Programa Olhar ESPNW recebe convidadas para debater desafios do esporte para mulheres

“Com raríssimas exceções, as modalidades femininas ainda estão em segundo plano, infelizmente. Até mesmo no futebol, vemos enormes diferenças de tempo de mídia, patrocínio e atenção das próprias entidades. O esporte que ganha atenção é aquele sexy, onde o uniforme desperta prazeres diferentes na plateia”, lamenta Clarisse Setyon, coordenadora do MBA em marketing esportivo da ESPM-SP.

Segundo a acadêmica, há uma somatória de fatores que contribuem para a desigualdade, a começar pela cobertura de mídia, que muitas vezes privilegia amenidades em vez de desempenho. “A atleta feminina é muito mais interessante como alvo de fofoca do que os homens. Prestam mais atenção no vestuário do que no desempenho esportivo”.

Como exemplo, cita a norueguesa Marit Björgen, recordista nos Jogos Olímpicos de Inverno de Pyeongchang. “Ela anotou os detalhes de 11 anos de treinamento e esse levantamento serviu como pesquisa para melhorar sua perfomance. Mas comentaram exaustivamente sobre sua idade (37) e detalhes de sua vida pessoal. Temos de enxergar atletas e ponto”, destaca Setyon.

Longo prazo
A desigualdade nas premiações, nos investimentos das ligas e na cobertura de mídia foi alvo da campanha Quadras da Desigualdade, da agência Africa para a plataforma ESPNW em 2017. A ação utilizou as quadras esportivas durante as transmissões das partidas nos canais ESPN para retratar em gráficos a desigualdade entre homens e mulheres no esporte. A ideia ganhou um Leão de bronze em Cannes.
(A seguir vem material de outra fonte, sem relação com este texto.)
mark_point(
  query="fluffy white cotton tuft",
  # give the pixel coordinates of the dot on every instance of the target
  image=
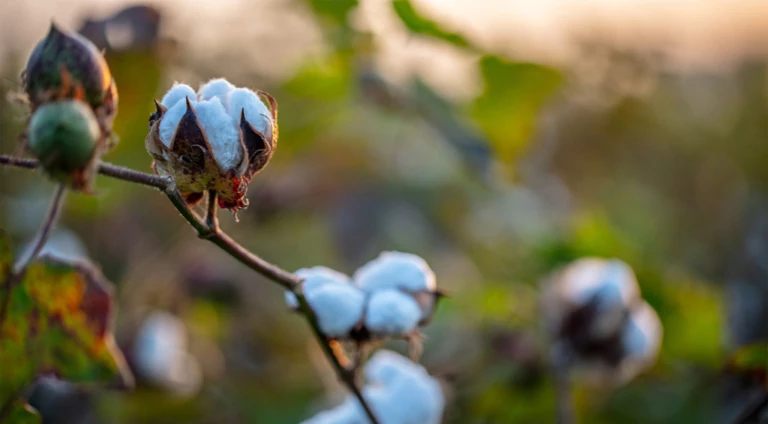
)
(176, 93)
(407, 395)
(405, 271)
(256, 112)
(170, 121)
(313, 278)
(391, 311)
(161, 357)
(222, 134)
(338, 307)
(216, 88)
(642, 334)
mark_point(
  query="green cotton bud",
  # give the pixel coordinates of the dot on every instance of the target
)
(63, 136)
(67, 65)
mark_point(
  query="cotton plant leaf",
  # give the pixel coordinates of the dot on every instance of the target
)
(56, 321)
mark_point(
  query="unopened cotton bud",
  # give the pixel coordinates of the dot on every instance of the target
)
(399, 270)
(63, 136)
(63, 54)
(338, 307)
(392, 312)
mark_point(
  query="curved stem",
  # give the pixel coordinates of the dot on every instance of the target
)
(208, 229)
(51, 218)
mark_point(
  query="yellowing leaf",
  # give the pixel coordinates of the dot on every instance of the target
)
(55, 321)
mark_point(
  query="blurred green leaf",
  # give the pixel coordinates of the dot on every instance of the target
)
(424, 26)
(22, 413)
(511, 100)
(56, 320)
(334, 10)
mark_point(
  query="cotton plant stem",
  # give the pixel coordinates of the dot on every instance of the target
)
(560, 373)
(207, 228)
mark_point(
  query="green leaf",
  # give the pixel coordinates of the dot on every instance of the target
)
(751, 359)
(56, 321)
(424, 26)
(512, 97)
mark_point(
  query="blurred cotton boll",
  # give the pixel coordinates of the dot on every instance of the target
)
(392, 312)
(599, 323)
(161, 357)
(398, 391)
(399, 270)
(591, 293)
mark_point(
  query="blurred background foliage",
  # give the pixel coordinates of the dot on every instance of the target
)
(496, 167)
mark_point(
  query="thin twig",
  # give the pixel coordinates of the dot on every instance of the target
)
(51, 218)
(114, 171)
(212, 233)
(211, 220)
(559, 364)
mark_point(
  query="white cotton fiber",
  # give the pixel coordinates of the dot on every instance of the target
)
(338, 307)
(256, 112)
(609, 284)
(405, 271)
(392, 312)
(313, 278)
(223, 136)
(160, 344)
(171, 120)
(642, 333)
(407, 395)
(216, 88)
(176, 93)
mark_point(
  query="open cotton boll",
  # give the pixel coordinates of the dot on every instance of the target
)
(216, 88)
(338, 307)
(171, 120)
(385, 366)
(405, 271)
(256, 112)
(223, 135)
(160, 344)
(391, 311)
(642, 334)
(312, 279)
(177, 93)
(413, 398)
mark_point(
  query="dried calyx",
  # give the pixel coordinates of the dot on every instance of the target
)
(215, 139)
(68, 82)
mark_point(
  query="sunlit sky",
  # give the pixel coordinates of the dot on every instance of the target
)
(703, 34)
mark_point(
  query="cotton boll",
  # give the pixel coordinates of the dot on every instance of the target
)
(223, 136)
(641, 339)
(338, 307)
(391, 311)
(349, 412)
(177, 93)
(256, 112)
(414, 398)
(159, 345)
(386, 366)
(216, 88)
(312, 279)
(171, 120)
(396, 270)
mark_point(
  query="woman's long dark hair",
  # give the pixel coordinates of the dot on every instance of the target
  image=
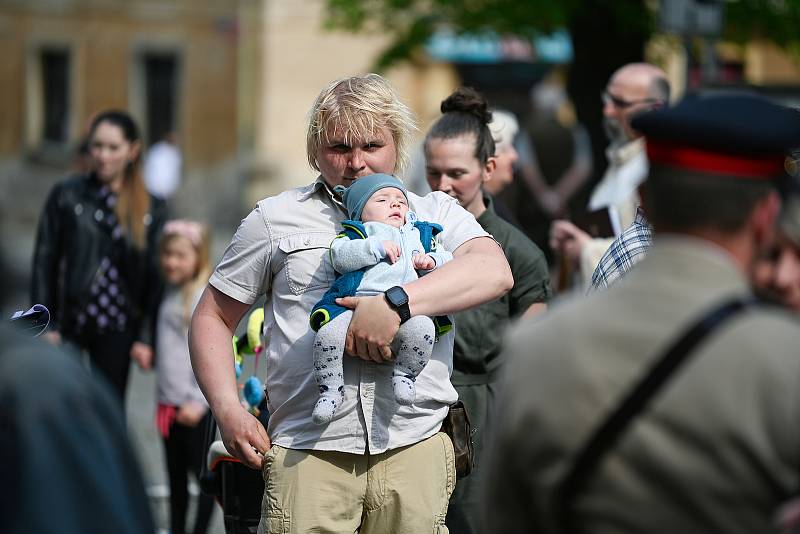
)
(133, 201)
(465, 112)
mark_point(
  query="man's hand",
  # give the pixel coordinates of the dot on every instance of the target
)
(142, 354)
(423, 262)
(372, 328)
(568, 240)
(243, 436)
(392, 250)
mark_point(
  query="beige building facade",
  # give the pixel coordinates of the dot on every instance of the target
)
(233, 78)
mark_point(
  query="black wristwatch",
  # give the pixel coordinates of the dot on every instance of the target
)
(397, 298)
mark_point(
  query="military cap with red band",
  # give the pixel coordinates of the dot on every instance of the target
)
(736, 135)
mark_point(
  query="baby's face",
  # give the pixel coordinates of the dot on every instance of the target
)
(387, 205)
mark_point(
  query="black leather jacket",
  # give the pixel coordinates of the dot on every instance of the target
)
(69, 247)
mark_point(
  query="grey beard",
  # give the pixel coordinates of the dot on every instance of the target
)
(616, 135)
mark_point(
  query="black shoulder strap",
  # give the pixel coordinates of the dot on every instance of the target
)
(607, 434)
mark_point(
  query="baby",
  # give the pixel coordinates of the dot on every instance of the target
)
(382, 246)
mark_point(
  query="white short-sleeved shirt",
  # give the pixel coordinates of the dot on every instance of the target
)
(279, 250)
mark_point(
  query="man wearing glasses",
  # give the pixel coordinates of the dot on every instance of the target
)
(632, 89)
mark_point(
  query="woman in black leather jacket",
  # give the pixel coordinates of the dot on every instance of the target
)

Segundo Renata Netto, gerente de inovação e conteúdo da ESPN, a ação foi relevante porque gerou uma discussão sobre o tema, papel que deve ser cada vez mais fomentado pelos veículos de mídia. Entre os investimentos do canal nesse sentido, desde 2016 é exibido o programa Olhar ESPNW, formado por apresentadoras e convidadas do sexo feminino que discutem os desafios da prática esportiva em meio aos dilemas e novos papeis da mulher na sociedade. “A ideia da plataforma ESPNW veio com base em pesquisas sobre como a mulher gosta de consumir esporte.

Renata Netto é gerente de inovação e conteúdo da ESPN

Verificou-se que ela é tão fã quanto o homem, mas a maneira como observa as coisas e se conecta é diferente. Homens são mais ligados no dia a dia dos times, no placar, estatísticas. Já a mulher gosta do contexto, inspiração e parte política. Há um outro olhar. Então foi criada plataforma para tudo isso, além de obviamente ter um espaço para as atletas e os esportes femininos”, explica Renata.
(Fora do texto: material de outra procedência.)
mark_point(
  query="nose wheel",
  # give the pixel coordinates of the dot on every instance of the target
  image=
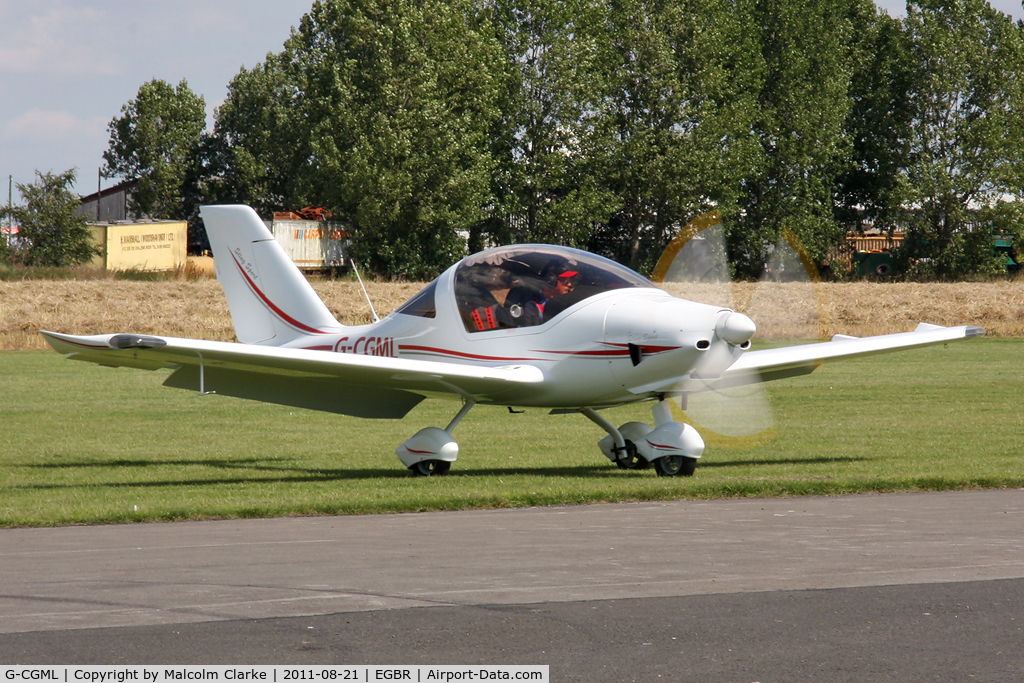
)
(632, 461)
(426, 468)
(674, 466)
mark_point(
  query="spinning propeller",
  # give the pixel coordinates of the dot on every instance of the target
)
(782, 304)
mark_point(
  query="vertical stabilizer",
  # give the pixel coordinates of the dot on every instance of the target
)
(270, 301)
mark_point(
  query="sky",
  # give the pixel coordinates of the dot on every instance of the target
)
(68, 67)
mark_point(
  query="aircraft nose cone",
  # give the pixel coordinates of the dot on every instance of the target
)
(734, 328)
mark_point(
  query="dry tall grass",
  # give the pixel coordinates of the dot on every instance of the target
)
(198, 309)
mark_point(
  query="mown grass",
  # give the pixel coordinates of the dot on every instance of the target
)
(86, 444)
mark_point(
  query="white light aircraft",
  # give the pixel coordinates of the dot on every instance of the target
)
(522, 326)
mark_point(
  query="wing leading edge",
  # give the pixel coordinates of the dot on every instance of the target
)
(774, 364)
(358, 385)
A executiva ressalta que há um longo caminho em busca de igualdade no esporte, mas, aos poucos, o cenário tem mudado com apoio da imprensa. “Quando a gente fala de esporte feminino, o momento gira sobre alguns pilares. Patrocínio, competições bem estruturadas e mídia, que têm dado cada vez mais visibilidade. Assim a roda gira. É um caminho que já avançou muito. Há dois anos, quando lançamos o ESPNW era praticamente uma lacuna, não tinha concorrente quase nenhum. Hoje temos sites como o Dibradoras. Outros canais já começam a abrir espaço. A própria Rádio Globo criou mesa redonda só com apresentadoras. É uma coisa muito saudável”.
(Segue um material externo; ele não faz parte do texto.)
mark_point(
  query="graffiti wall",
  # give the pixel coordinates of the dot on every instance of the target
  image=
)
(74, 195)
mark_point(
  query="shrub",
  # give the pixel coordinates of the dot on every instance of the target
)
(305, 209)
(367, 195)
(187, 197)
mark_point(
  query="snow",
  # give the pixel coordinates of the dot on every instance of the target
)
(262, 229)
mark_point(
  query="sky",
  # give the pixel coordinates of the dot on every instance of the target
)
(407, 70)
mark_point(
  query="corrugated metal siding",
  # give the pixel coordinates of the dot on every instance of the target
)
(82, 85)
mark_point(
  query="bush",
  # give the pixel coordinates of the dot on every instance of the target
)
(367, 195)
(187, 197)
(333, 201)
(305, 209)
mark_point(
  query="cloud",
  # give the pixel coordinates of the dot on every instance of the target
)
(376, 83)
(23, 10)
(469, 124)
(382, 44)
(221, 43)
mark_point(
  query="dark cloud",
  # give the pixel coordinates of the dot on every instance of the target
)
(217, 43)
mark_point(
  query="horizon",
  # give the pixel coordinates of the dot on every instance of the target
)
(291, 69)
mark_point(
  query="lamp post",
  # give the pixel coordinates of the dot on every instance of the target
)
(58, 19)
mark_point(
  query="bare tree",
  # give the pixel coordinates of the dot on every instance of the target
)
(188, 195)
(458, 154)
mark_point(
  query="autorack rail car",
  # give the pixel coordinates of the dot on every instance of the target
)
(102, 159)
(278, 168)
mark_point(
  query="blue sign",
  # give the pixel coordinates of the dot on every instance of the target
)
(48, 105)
José Roberto Colagrossi é diretor executivo da Ibope Repucom

Mas esse esforço deve ser coletivo, tendo as confederações esportivas grande responsabilidade na profissionalização das ligas femininas, que, consequentemente, atrairá patrocínio e visibilidade. Segundo José Colagrossi, diretor-executivo da Ibope Repucom, as marcas querem patrocinar modalidades que tenham qualidade esportiva organizada, que gere espaço na mídia e TV.

“As confederações devem se organizar para a profissionalização do esporte, criar alternativas para não depender de mídia paga e popularizar seus talentos. Boas narrativas nas redes sociais são excelente caminho já feito pelo vôlei feminino”. O executivo reconhece que o momento atual é o melhor para promoção, engajamento e interesse em esportes femininos. Mas que a situação está longe da ideal. “É um processo de crescimento e a gente espera que não vá ser dentro de curto prazo que o esporte tenha o mesmo espaço na mídia, interesse, nível de patrocínio e engajamento que os masculinos. Ainda falta muito para a igualdade. Isso não existe”.